Adrien stood, panting, his coat torn and eyes burning.
"You sound just like them," he said. "The ones who took everything from us."
Lucien's smile faltered for just a second.
Then fury replaced it.
"Don't compare me to them!" he roared, launching forward.
Adrien met him head-on.
Their fists collided, a burst of light consuming the plaza.
PART 4:- THE MEMORY THAT BURNS
Each strike felt like thunder.
Each breath like fire.
Adrien's vision blurred as Lucien's attacks grew wilder, uncontrolled.
Through the chaos, a glimpse a mother clutching her children, shielding them beneath a shattered cart.
For an instant, time froze.
He saw his mother again her hand reaching out through smoke. Her voice trembling as she whispered his name before the eclipse swallowed her.
Adrien's heartbeat echoed in his ears.
He looked at Lucien saw the rage, the grief, the broken humanity behind the chaos.
And he knew if he didn't stop him now, "everything"would burn again.
"Lucien," Adrien said softly, shadows gathering behind him like wings. "You're not saving her this way."
Lucien's eyes widened. "What did you say?"
Adrien's voice was calm, heavy final.
"She wouldn't want this."
For the first time, Lucien hesitated.
And that was enough.
Adrien's body blurred vanishing into shadow. A second later, he reappeared behind Lucien, hand outstretched.

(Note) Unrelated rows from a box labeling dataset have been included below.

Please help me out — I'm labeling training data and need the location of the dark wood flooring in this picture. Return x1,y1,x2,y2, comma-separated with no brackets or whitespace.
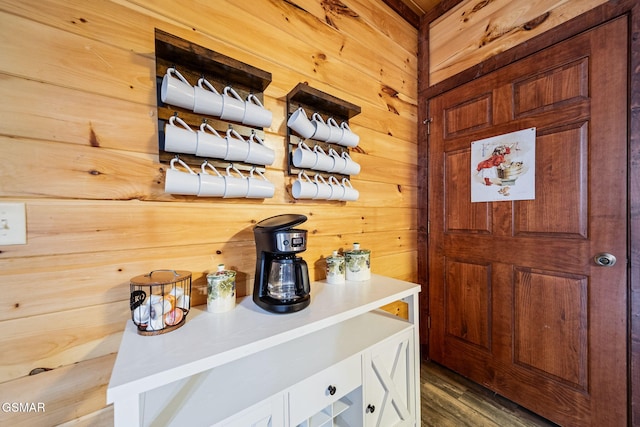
420,361,556,427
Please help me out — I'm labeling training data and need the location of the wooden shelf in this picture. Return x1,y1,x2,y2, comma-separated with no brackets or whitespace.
287,83,360,179
155,28,271,92
155,28,271,176
287,83,360,120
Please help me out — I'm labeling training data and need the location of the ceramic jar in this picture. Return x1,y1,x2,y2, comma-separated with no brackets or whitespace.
327,251,345,285
207,264,236,313
344,243,371,282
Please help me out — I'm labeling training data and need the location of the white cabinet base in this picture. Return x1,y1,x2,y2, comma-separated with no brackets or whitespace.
107,275,420,427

"Lnx: Shadow Law Eclipse Devour."
A surge of violet-black light engulfed them both.
The plaza vanished.
PART 5 :- THE VANISHING
When the dust settled, the city was silent.
Only smoke rose. Only ash fell.
Lucien's body lay still at the center eyes empty, a faint smile on his lips.

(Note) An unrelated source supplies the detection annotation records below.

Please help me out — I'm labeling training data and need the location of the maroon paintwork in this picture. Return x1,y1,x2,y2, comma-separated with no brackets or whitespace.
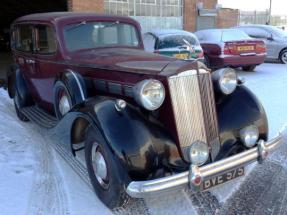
12,12,197,153
200,35,266,69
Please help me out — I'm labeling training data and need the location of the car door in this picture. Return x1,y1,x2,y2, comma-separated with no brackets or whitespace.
34,23,60,111
243,27,275,59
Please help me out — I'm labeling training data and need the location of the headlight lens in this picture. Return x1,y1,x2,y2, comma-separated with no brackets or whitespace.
134,79,165,110
189,141,209,166
240,125,259,148
213,68,237,95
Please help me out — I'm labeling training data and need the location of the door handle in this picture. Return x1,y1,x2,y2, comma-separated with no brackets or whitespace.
26,59,35,64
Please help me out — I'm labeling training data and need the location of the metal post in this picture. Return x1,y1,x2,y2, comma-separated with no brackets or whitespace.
268,0,272,25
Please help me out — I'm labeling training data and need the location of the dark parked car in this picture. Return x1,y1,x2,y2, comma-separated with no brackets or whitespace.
237,25,287,64
195,29,266,71
143,30,203,60
7,13,284,208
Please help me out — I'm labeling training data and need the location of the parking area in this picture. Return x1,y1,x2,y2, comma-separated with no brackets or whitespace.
0,62,287,214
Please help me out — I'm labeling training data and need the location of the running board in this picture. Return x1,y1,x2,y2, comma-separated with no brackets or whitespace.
21,106,58,128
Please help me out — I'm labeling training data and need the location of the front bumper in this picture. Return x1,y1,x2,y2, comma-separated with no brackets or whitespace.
126,127,287,198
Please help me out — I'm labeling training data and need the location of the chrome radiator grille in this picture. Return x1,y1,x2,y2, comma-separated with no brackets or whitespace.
168,70,218,152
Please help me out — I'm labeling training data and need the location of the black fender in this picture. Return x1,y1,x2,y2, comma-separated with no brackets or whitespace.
68,97,183,180
8,67,34,106
217,85,268,158
55,69,87,105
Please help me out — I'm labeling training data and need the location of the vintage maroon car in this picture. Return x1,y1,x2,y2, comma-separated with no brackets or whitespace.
195,29,266,71
7,13,284,208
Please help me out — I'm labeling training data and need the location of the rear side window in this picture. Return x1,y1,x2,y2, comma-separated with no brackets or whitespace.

Adrien stood over him, trembling, his breath shallow.
A whisper echoed in his head the same voice from before.
"Power demands balance. Balance demands loss."
His vision flickered. The world felt distant, fading.
Then came the voices hundreds of them, whispering through the cracks of reality.
"You are chosen… You are cursed… You are one of us…"
Adrien dropped to his knees, clutching his head.
The "Lnx energy" pulsed violently, forming patterns across his skin ancient sigils glowing faintly beneath the torn fabric.
And then silence.
When the soldiers arrived, there was nothing left.
Only dust.
And a shadow burned into the ground, shaped like wings.
Adrien Blackwood had vanished from Lunareth.